Revenues for the First Nine Months of Fiscal 2006

Revenues for the first nine months of fiscal 2006 grew 9.3% to $1.92 billion from $1.75 billion in the same period last year. The PC segment accounted for $1.50 billion or 79% of consolidated revenues while Consumer represented $409.9 million or 21% of consolidated revenues. The increase in consolidated revenues was driven by strong sales growth in the Consumer segment.

Gross Margin

Gross margin percentage was 30.1% for the third quarter of fiscal 2006 as compared with 29.1% in the same period last year, reflecting improvement in mobile discrete and integrated chipset gross margins, as well as growth in the Consumer business, which has margins that are typically higher than our corporate average. This was partially offset by a decline in desktop discrete gross margins. On a sequential basis, gross margin improved from 28.2% in the second quarter of fiscal 2006 due primarily to an improvement in desktop discrete gross margins.

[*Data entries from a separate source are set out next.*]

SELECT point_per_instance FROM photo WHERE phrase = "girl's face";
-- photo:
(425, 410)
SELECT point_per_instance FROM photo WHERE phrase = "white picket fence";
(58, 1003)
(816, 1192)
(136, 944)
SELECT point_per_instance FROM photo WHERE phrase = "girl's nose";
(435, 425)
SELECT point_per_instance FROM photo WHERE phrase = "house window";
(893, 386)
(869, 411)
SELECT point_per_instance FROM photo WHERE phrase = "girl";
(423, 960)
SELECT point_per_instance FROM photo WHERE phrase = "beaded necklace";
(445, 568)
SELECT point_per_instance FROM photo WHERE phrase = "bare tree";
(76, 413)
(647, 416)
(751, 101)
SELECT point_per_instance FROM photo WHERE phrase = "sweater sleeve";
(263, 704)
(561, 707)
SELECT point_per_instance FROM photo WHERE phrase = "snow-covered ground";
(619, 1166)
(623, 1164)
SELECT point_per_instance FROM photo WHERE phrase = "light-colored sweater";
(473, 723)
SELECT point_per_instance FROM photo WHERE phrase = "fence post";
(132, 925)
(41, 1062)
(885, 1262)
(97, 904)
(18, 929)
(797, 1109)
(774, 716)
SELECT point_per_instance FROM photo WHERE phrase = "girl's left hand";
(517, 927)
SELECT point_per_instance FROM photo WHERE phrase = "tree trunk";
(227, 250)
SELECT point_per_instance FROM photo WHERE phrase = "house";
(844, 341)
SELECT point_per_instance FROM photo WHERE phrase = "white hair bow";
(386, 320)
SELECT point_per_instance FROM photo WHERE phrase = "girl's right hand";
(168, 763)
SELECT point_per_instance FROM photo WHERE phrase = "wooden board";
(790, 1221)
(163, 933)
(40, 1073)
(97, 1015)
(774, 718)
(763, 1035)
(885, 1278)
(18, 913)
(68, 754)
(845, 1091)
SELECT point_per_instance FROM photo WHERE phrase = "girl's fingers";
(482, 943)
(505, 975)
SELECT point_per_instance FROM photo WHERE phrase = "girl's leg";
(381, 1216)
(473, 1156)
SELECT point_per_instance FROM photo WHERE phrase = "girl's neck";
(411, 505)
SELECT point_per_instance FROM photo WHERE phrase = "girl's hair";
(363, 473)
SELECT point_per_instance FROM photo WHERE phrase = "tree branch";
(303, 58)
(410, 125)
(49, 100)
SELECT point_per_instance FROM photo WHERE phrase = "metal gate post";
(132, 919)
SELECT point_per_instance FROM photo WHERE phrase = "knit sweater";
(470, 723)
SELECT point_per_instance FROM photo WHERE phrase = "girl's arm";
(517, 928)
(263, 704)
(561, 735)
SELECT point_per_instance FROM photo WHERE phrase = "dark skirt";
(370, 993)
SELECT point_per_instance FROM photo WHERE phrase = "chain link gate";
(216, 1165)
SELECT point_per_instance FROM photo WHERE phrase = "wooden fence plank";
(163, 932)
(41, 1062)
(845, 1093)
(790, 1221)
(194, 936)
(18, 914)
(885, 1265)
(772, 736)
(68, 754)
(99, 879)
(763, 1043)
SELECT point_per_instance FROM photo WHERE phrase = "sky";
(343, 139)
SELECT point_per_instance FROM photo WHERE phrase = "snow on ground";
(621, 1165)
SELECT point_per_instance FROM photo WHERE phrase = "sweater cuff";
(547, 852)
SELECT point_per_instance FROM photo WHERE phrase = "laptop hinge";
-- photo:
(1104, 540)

Year-to-date gross margin percentage was 29.0% as compared with 32.6% for the first nine months of fiscal 2005 reflecting lower margins in the desktop discrete business, as well as the impact of strong sales growth of lower-margin integrated chipsets. These chipsets comprised about one-quarter of consolidated revenues in the third quarter and the first nine months of fiscal 2006 as compared with 10% or less for the same periods last year. A larger proportion of higher-margin Consumer revenue helped to offset some of the overall gross margin decline.

Operating Expenses

Total operating expenses, excluding the amortization of intangible assets, stock-based compensation and other charges, increased 7.5% year-over-year and 10.7% on a year-to-date basis.

As we report and measure our financial results in U.S. dollars, the appreciation of the Canadian dollar relative to the U.S. dollar increased operating expenses by $4.1 million in the third quarter of fiscal 2006 as compared with the same period last year ($7.1 million for the first nine months of fiscal 2006 as compared with the same period in the prior year).

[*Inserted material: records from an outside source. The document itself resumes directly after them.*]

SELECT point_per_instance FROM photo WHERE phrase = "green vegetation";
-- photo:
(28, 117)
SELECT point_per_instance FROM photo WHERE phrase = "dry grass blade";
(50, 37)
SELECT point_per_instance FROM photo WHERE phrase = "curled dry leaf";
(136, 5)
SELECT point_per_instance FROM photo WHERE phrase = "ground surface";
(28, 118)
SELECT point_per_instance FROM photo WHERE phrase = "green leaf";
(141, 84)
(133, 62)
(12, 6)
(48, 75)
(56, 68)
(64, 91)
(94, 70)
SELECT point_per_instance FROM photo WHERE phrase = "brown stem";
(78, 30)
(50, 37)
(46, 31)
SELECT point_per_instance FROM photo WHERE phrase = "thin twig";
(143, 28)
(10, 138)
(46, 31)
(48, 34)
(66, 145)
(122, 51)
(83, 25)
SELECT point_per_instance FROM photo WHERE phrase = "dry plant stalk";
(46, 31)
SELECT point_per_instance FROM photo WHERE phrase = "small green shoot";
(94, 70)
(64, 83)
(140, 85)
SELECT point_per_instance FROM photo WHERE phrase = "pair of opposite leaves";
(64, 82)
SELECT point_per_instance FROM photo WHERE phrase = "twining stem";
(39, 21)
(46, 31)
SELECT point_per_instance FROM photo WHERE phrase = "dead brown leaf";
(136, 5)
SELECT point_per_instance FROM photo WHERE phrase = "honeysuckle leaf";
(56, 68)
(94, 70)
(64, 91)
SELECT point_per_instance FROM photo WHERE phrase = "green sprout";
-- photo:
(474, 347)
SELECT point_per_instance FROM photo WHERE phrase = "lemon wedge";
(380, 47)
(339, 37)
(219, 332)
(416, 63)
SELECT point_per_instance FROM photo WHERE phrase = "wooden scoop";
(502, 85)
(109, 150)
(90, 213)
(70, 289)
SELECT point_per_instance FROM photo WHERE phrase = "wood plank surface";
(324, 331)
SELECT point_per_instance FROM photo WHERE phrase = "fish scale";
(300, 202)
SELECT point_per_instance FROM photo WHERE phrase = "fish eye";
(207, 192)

Selling and marketing expenses were up 4.1% year-over-year and 5.7% on a year-to-date basis, reflecting the addition of sales and marketing personnel and increases in advertising and marketing-related activities to drive brand and product awareness, particularly among AIB channel and retail customers.

Research and development (R&D) expenses of $91.5 million in the third quarter were 3.4% higher than the comparable period in fiscal 2005. For the first nine months of fiscal 2006, R&D expenses rose 8.4% relative to the same period a year ago. The increase was the result of continued investments across both the PC and Consumer segments to support product and technology development, and was primarily driven by increases in technical staff, including the acquisition of approximately 150 professionals from Macrosynergy Technology Co., an XGI Technology alliance company ("XGI") and Bitboys Oy ("Bitboys") in the quarter.

Administrative expenses were up $6.1 million or 38.3% to $22.1 million in the quarter and rose 35.0% for the first nine months of fiscal 2006 compared to the same period in fiscal 2005. The increases were related to investments in the supply chain organization, additional headcount related expenses and increased professional and consulting fees related to regulatory compliance and litigation.

Stock-based Compensation

In accordance with GAAP, beginning with the first quarter of fiscal 2005, ATI began expensing compensation costs associated with stock options granted to employees after September 1, 2002. Stock option expense for the third quarter was $8.2 million compared to $8.4 million for the same period last year. Total stock-based compensation includes the costs associated with stock options, restricted share units and deferred share units. Stock-based compensation costs were $12.9 million in the quarter as compared with $11.3 million in the previous quarter and $10.4 million in the third quarter of fiscal 2005.